Componist van Les Cloches de Corneville en Marche du régiment de Sambre-et-Meuse
Jean Robert Planquette werd op 31 juli 1848 geboren in Parijs, als zoon van een zanger. Zijn muzikale aanleg werd al vroeg duidelijk, en hij volgde een opleiding aan het Conservatoire de Paris. Vanwege geldgebrek moest hij zijn studie echter voortijdig beëindigen. In plaats daarvan hield hij zich in leven als cafépianist, zanger (tenor) en componist van populaire liederen. Zijn eerste bekendheid dankte hij aan het patriottische lied "Le Régiment de Sambre et Meuse", dat in 1867 werd gezongen door Lucien Fugère – een zanger die later uitgroeide tot een van de grote Franse operatalenten.
Het ware keerpunt in Planquettes carrière kwam in 1876, toen hij van het Théâtre des Folies-Dramatiques de opdracht kreeg een operette te componeren. Het resultaat was Les Cloches de Corneville (1877), een werk dat in Parijs al een indrukwekkende reeks van 480 voorstellingen beleefde. Maar het was vooral in Londen waar Planquette geschiedenis schreef: daar brak het stuk in 1878 alle records met een run van 708 voorstellingen – een mijlpaal in het muziektheater van die tijd.
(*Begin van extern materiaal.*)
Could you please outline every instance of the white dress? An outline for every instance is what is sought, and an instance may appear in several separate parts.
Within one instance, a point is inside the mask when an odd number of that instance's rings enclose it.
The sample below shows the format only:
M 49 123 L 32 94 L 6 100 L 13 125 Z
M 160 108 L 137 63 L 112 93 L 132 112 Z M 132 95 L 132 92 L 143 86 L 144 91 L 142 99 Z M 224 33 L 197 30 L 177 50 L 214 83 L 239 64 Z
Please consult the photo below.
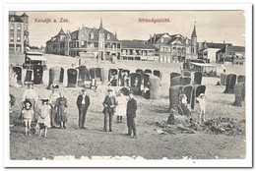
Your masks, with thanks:
M 39 107 L 40 116 L 38 117 L 38 123 L 44 124 L 48 128 L 50 128 L 50 109 L 49 105 L 41 105 Z
M 125 96 L 117 97 L 117 106 L 116 106 L 116 115 L 117 116 L 126 115 L 126 104 L 127 104 L 127 99 Z

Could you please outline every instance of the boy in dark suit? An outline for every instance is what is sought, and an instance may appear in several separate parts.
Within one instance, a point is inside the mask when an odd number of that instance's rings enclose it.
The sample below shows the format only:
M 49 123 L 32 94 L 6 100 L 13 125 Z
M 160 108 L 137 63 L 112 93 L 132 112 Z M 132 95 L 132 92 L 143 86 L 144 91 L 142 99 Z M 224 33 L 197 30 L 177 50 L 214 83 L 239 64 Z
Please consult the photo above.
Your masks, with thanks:
M 82 94 L 77 98 L 77 106 L 79 110 L 79 128 L 86 129 L 86 115 L 88 107 L 90 106 L 90 97 L 87 95 L 87 89 L 82 89 Z
M 137 101 L 133 97 L 133 92 L 130 91 L 129 100 L 126 109 L 127 127 L 128 127 L 128 134 L 126 134 L 126 136 L 132 136 L 132 132 L 133 132 L 134 139 L 137 139 L 136 125 L 135 125 L 136 110 L 137 110 Z
M 108 94 L 105 96 L 105 99 L 103 101 L 103 113 L 104 113 L 104 129 L 103 131 L 106 132 L 107 128 L 107 118 L 109 118 L 109 132 L 112 131 L 112 117 L 115 112 L 116 107 L 116 99 L 115 96 L 112 94 L 112 89 L 108 89 Z

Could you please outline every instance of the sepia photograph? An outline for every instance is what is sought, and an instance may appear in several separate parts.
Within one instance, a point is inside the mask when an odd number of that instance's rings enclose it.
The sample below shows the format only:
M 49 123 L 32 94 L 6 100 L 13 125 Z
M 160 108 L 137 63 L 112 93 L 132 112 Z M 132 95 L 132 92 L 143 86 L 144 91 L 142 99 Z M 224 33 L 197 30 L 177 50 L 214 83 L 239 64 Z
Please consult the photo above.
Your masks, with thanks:
M 5 9 L 8 166 L 251 162 L 252 6 L 131 6 Z

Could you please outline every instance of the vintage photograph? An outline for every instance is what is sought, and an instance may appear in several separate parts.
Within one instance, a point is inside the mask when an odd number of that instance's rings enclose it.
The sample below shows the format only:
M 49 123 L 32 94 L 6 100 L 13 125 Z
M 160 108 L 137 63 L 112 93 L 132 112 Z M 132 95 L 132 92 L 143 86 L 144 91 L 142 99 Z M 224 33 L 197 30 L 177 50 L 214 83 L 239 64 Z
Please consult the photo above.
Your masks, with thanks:
M 8 17 L 10 160 L 248 156 L 244 11 Z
In de daaropvolgende jaren bleef Planquette operettes componeren, met wisselend succes. Zijn muziek viel op door emotioneel pathos en romantische charme, iets wat het Britse publiek bijzonder wist te waarderen. Werken als Rip Van Winkle (1882), gebaseerd op het verhaal van Washington Irving, werden eerst in Londen uitgevoerd voordat ze in Parijs te horen waren – een omgekeerde route die ongebruikelijk was voor een Franse componist. Andere titels uit zijn oeuvre zijn onder meer Nell Gwynne (1884), Surcouf (1887), Captain Thérése, La Cocarde Tricolore (1892), Panurge (1895) en Mam'zelle Quat’sous (1897).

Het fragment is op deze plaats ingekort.